I tried this with a short Lisp program a few years ago and found it to be
false. I may have been too detailed in my descriptions with the English
version, but I don't think so. Evolved[0] languages for human communication
are notoriously imprecise.

The "plain English" translation of a legal document will be much shorter than
the original as well. Such language isn't used in legal documents because
lawyers can and will argue over the interpretation. To make programming like
everyday English, the runtime would have to sort out the ambiguities. I think
that would require human-like AI.

Given human-like AI, much of what we do as programmers could be done by the AI
instead. A non-programmer could simply ask the AI to create the program or
provide certain kinds of output. Even in a situation like that, I suspect
there would still be a demand for human programmers who could more precisely
communicate their intentions to computers, if only for the purpose of creating
better AIs[1].

[0]That means pretty much any language people actually speak. I'm not sure if
it's true for designed languages like Esperanto.

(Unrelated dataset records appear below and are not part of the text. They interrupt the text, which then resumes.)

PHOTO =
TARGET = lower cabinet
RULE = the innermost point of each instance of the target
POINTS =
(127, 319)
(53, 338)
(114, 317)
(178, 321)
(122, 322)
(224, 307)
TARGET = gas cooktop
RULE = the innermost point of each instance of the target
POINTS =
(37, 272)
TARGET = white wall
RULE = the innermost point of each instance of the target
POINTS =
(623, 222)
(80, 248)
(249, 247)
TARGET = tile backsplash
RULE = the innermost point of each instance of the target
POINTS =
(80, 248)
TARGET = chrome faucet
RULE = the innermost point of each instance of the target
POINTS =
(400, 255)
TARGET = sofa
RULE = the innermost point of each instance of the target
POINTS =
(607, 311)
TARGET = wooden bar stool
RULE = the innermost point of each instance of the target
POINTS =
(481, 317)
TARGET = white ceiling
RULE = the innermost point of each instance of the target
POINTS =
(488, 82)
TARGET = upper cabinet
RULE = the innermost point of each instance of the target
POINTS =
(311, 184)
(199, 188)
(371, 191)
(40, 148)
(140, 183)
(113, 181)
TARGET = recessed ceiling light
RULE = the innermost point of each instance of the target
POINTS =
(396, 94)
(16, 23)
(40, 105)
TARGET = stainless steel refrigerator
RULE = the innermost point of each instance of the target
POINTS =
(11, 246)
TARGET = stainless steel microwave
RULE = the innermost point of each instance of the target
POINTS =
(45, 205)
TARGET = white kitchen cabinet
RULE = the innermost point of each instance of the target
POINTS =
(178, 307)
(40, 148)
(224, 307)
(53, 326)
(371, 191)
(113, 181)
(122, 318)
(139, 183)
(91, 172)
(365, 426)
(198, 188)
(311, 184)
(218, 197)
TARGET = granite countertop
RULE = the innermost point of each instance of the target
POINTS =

[1]It might be a good idea to restrict AIs from certain kinds of self-
modification or from creating new AIs. I think we've all seen that movie.

------
st-keller
Of course we need a new programming language - but i don't think we need GO.
Here's my personal whishlist: * Concurrency as default (i don't want to
express explicitly which parts of my porogram can run in parallel). * I want
my programs to be able to run backwards natively (not that kind that MS pseudo
backwards-debugging feature crap). i personally call this feature an "entropy-
shield" * a really pure functional language (not that "pure functional"
languages that allow and than try to monad away "non-functional functions"
Such a language has to be completely time-agnostic - that means it will never
"run" a program. But - as always - nobody will know what i'm taking about ;-)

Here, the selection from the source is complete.